Haksızlığa karşı bir başkaldırı… Güçsüzlük ve çaresizlik… Ve sonunda kaçış...
Mustafa’nın gidişi, Makbule’nin zırra oluşu, ve Sekioğlu ailesinde peşpeşe gelen felaketler...
Makbule henüz onüçünde, üçüncü eş olarak kırk yaşındaki ağanın oğluna verilirken, bedel ise birkaç koyun... Bir can’ı kurban verip, yerine onlarca kurban almak… Böylesi bir yanlış alışveriş..
Seneler sonra dostluk çiçeği olmak üzere kalbe gömülen ve tek başına yaşanan bir sevda.
Bedeni isyan ederken, ruhu baş kaldıran, acısını sessizce kendi içinde yaşayan ve çocuklarını bağrına basmaya bile hakkı olmayan bir ana.......
Çözümü okumakta arayan, başarılarına yeterince bile sevinemeyen bir kardeş; Abuzer
Ve nihayetinde de Mardin’i terkediş... İçlerinde ise yeni umutlar...
Umutlar; acımasız yaşamın hoş tesadüflerini, acaba ardından getirebilecek mi?
SAYILMAYANLAR
Bir kan gölünde dünyaya geldik, Kan balıkları gibiydik, Soluk almayı öğrendik Yanımızdan akan kanlar arasında Sonra çiçek açtık kanla sulanan topraklarda Kardelen dediler bize Oysa bizler kanı deldik te geldik
|
“Barışın temeli ve aydınlığın meşalesi kadınların elindedir. Toplumu kalkındırmak istiyorsanız kadınlarınızı eğitiniz”
………
Size son kez söylüyorum. Yüreği yaralı bir ananın önünde durmayın. Ya vurun, ya da yolundan çekilin.
………
Hayat ne garipti. İki insan aynı dolmuşta yan yana oturmuşlardı. İkisi de ayni kişiye odaklanmıştı. Biri yaşatmak, diğeri öldürmek için.
………
Bu defa fiziksel bir ölüm yoktu belki, ama kurşunların yerini alan davranışlar, bir aşkı hedef alıyordu, bir gençlik hayalini öldürüyordu. Herkesin biteceğini söylediği aşk öldürülmüştü.
*******
"Şam'da bir Mardinli" romanındaki Makbule'nin yaşamı ile bize Güneydoğu gerçeğini, törenin bizi nasıl kıskıvrak teslim aldığını anlatmıştı yazarımız Numan Aydınoğlu.

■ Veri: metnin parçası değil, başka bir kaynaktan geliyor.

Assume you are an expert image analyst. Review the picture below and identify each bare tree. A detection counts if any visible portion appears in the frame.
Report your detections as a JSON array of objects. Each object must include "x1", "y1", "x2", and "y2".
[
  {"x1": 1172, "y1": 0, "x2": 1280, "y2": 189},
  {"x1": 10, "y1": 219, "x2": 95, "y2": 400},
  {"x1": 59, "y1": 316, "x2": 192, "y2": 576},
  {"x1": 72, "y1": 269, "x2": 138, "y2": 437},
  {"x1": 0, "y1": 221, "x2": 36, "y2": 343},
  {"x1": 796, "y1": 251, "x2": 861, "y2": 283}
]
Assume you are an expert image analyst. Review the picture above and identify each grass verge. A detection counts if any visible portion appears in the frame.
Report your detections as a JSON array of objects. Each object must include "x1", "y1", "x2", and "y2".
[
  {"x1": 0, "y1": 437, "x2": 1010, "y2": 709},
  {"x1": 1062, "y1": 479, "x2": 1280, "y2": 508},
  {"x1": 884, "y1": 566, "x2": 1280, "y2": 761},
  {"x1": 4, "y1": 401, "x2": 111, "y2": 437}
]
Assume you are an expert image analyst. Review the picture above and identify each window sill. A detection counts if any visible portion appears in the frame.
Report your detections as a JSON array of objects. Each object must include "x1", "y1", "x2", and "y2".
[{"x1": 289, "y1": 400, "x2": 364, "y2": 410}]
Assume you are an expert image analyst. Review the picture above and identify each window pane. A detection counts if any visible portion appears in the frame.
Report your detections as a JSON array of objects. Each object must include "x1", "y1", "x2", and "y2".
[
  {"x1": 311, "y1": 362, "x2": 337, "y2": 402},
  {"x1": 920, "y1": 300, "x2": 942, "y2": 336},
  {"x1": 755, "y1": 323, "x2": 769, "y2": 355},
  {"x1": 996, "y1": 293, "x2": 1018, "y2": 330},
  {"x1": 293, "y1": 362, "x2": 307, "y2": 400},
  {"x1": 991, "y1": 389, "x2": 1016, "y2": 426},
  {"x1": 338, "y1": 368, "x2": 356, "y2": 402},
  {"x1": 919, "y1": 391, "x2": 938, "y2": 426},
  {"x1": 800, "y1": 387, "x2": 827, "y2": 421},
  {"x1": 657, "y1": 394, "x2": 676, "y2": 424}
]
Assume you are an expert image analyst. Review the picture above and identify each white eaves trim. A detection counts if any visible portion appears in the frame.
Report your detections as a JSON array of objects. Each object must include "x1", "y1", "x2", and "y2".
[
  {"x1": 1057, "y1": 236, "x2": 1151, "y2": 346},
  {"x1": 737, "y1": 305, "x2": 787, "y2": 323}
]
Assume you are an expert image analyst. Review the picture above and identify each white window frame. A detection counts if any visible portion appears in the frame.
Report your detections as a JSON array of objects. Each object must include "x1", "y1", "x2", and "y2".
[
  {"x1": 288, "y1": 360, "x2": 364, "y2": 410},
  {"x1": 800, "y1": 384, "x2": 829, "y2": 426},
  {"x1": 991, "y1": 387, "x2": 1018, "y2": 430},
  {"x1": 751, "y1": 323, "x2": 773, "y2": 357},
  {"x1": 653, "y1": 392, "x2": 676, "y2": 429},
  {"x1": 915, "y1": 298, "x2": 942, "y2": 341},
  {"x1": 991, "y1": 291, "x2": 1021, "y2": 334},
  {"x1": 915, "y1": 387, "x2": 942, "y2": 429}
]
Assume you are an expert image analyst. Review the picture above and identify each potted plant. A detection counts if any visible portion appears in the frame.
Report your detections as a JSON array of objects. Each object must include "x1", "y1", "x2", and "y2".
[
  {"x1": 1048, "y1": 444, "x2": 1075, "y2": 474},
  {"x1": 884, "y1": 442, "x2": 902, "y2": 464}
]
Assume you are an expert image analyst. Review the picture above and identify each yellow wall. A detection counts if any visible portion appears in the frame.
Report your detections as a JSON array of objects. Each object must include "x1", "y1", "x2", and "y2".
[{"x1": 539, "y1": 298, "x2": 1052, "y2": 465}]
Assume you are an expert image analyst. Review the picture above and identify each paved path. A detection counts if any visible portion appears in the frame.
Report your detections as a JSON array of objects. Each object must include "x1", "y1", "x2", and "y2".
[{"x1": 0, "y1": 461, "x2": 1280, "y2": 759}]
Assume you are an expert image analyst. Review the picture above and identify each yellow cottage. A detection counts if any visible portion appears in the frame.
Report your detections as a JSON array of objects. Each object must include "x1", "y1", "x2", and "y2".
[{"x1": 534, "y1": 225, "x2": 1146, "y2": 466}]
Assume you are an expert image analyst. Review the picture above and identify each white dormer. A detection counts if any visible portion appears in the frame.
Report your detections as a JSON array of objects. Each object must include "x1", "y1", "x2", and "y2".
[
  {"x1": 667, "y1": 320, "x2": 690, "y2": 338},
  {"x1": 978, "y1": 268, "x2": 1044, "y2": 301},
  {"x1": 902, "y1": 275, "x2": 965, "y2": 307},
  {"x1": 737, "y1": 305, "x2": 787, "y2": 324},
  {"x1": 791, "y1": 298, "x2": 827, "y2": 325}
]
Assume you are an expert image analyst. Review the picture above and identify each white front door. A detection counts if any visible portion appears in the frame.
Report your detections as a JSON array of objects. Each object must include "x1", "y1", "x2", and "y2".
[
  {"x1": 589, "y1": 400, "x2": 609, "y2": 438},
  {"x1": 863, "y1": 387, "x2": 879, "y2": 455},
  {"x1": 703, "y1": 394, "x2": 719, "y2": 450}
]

Bu kez "Sayılmayanlar” da töreyi kader olarak görmememizi sağlayacak gizli kahramanların eğitim ve çağdaşlık hamlelerinin yarattığı umut ışıklarını yansıtıyor.
Türkan hocalar, Süpermen Ferhat amcaların taşıdığı ışıkla feodal kölelikten, birey olmaya yönelen uzun ve zahmetli yolculuğun mucizevi sonuçlarını nefes kesen akıcılıkla bir solukta okuyacaksınız.
Romanın sizi sardığına veya sizin zaten romanın içinde olduğunuza sonunda karar vereceksiniz.